Hi, I have never interacted in real life with an adult Aspie. Only virtually. I see that many of you say that the people you met were annoying. Can you tell me why they were annoying? I am very curious about it.

They typically go through a lot of pleasantries, likely following a script, and they do it every time so the conversations get a little repetitive, and they're typically very kind in an awkward, over-the-top sort of way that is a little uncomfortable.
 
Hi, I have never interacted in real life with an adult Aspie. Only virtually. I see that many of you say that the people you met were annoying. Can you tell me why they were annoying? I am very curious about it.

I'll give an example. Someone was talking to the group and different people interrupted him almost every other sentence to mention some trivial detail, correct his grammar, point out rare exceptions that hardly applied to anyone, object to something because they misunderstand due to interpreting too literally, or ask irrelevant questions. It ended up taking him 20 minutes to convey something that would normally only take 5 minutes without interruptions. All those interruptions also made it hard to follow what he was saying. I kept wanting to tell them to shut up so I could listen and understand what he was saying.
 
Hi, I have never interacted in real life with an adult Aspie. Only virtually. I see that many of you say that the people you met were annoying. Can you tell me why they were annoying? I am very curious about it.
One person I knew (he passed away) who I'm fairly sure was on the spectrum had theater as his special interest. He would relate everything to theater; I'm a foreigner living in a foreign land speaking a foreign language, and naturally, I have an accent. He would keep trying to fix this, even though I told him that I don't want/need it to be fixed, even suggesting I need elocution lessons. This really annoyed me. And he would talk about theater all the time, even though I had little interest in this. He did a lot of things that annoyed other people, or which other people found socially inappropiate or just off, or rude. Like sitting at the table in the pizzeria with his wife and making comments on the young girls who walked past the table.
Edited - changed my mind.
 
Last edited:
Hi, I have never interacted in real life with an adult Aspie. Only virtually. I see that many of you say that the people you met were annoying. Can you tell me why they were annoying? I am very curious about it.

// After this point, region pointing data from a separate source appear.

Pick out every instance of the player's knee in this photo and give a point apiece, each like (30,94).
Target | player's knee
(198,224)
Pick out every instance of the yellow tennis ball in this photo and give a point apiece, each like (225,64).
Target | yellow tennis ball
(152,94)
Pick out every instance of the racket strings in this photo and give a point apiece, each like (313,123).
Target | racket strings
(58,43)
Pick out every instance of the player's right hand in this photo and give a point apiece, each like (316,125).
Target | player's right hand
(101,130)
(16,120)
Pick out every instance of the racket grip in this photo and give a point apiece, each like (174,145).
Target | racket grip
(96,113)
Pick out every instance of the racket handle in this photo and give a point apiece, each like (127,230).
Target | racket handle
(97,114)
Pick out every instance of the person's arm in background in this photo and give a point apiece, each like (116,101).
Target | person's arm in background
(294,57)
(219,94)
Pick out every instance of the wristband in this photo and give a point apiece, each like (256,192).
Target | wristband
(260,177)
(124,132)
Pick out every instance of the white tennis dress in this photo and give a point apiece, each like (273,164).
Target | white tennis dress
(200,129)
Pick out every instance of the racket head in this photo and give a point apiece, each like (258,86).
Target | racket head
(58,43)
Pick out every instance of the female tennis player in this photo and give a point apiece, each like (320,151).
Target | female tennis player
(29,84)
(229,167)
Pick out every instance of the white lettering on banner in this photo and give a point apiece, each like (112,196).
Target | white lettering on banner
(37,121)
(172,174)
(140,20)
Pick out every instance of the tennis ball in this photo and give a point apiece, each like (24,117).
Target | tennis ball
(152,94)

Things which I found annoying in a lot of the people I met at the autism support group where: talking over other people, distasteful or inappropriate humour (there was one man in particular who seemed incapable of not making sexual jokes and innuendo every other sentence), a tendency to unnecessarily or incorrectly correct others, lots of complaining (though this is probably to be expected in any support group), and the way some of the men persistently and ineptly tried to hit on the few women present. Basically it can all be put down to poor social skills which is par for the course.
 
I am willing to be your occasional friend. I am very friendly and get along with people really well. Moreover, I think it's best for people like us to befriend "regular" people rather than people with difficulties, as we need the contact of "regular" people in order to advance and not be pulled down to the other person's issues due to the disorder!